CFI plans to build on its experience in financial consumer protection to focus on key questions around data and financial inclusion.
CFI plans to build on its decade of experience in financial consumer protection to focus on key questions around the promise of data and financial inclusion. And we are raising several of these issues as part of Financial Inclusion Week 2020.
The data-driven predictions in the financial inclusion space that have grabbed the most headlines in recent years have been on consumer creditworthiness. In economies where there is less access to reliable financial data, providers are leveraging other sources, the bulk of which come from mobile phones but can also include social media, geospatial data, etc., in order to make underwriting decisions. Today there is limited visibility into the type of data that financial service providers are collecting and how they are using it, with few incentives for transparent data practices.
CFI is interested in examining how financial inclusion actors approach the use of algorithms and automated decision-making, especially using alternative data, as their use becomes ever more pervasive in the industry. Within this arena are several important topics, including how to effectively measure capacity to repay with alternative data as well as how to mitigate against biased decisions.
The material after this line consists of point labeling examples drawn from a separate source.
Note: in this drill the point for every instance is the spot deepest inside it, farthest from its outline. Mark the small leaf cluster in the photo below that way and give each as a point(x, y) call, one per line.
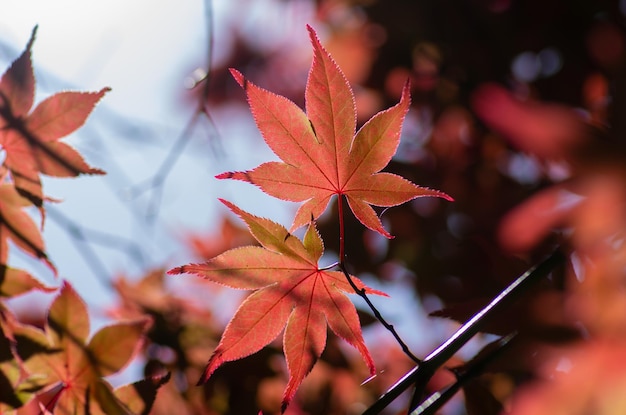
point(58, 369)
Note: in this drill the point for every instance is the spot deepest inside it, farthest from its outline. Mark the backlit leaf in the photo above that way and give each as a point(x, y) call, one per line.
point(321, 154)
point(292, 292)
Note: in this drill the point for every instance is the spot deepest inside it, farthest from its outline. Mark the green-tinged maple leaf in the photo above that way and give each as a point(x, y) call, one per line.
point(30, 140)
point(322, 155)
point(16, 225)
point(291, 291)
point(63, 357)
point(14, 282)
point(10, 374)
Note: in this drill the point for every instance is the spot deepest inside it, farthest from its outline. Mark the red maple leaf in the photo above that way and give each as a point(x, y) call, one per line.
point(30, 140)
point(16, 225)
point(66, 362)
point(292, 292)
point(322, 155)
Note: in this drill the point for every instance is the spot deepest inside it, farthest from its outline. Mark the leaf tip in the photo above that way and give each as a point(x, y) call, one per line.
point(238, 76)
point(177, 270)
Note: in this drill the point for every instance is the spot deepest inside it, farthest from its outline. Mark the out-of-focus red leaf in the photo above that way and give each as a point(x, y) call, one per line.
point(543, 129)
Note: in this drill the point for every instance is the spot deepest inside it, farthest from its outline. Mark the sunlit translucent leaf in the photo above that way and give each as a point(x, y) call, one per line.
point(14, 282)
point(291, 293)
point(18, 227)
point(321, 154)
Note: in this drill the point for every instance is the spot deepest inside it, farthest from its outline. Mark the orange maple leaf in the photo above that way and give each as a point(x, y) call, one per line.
point(65, 361)
point(291, 291)
point(30, 141)
point(322, 155)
Although algorithms and automation don’t necessarily lead to discrimination, bias can occur at varying stages – from the data sources, processing, model development, or outputs. And there are heightened risks that biases, which could undermine financial inclusion goals, could arise from data that does not paint a full enough picture of a low-income person or customer segment.
Algorithms are not designed to be interpretable or explainable.
Compounding this, algorithms are not designed to be interpretable or explainable, and are often treated as trade secrets that are only understood by few within an organization. Data protection frameworks have emerged in developed markets that empower consumers with data rights vis-à-vis automated decision-making, and rely heavily on consent. As the principles in these frameworks percolate into emerging markets, we wonder what constraints and barriers there are in their implementation.
While notice, choice and informed consent have been the traditional approach to data privacy, those concepts seem ill-equipped for our data-driven world. For instance, you probably already knew that the apps you use monitor your location to send you custom advertisements, but did you know that a hedge fund might also buy that geolocation data to figure out which stores you like? Or that there is a whole industry of data brokers – scraping, compiling and collating bits of data about you to monetize and make predictions about your behavior? Acxiom, one of the biggest, operates in more than 62 markets and has information on over 2.5 billion consumers. Especially for low-income or vulnerable consumers, who are both often targets for data collection efforts and less likely to understand or use basic privacy protections, consent-based approaches seem insufficient. New approaches beyond consent are clearly needed for data protection in financial inclusion (and beyond), but what might those look like in practice, who bears the cost for them and who determines their efficacy?
We hope you continue to engage us and challenge us on these issues, not only during this Financial Inclusion Week, but as we roll out our new strategy. There will always be tension – sometimes healthy, sometimes unhealthy – in the use of technology for inclusive finance: will it make better lives within reach? Or will technology overstep and infringe on privacy rights….or worse?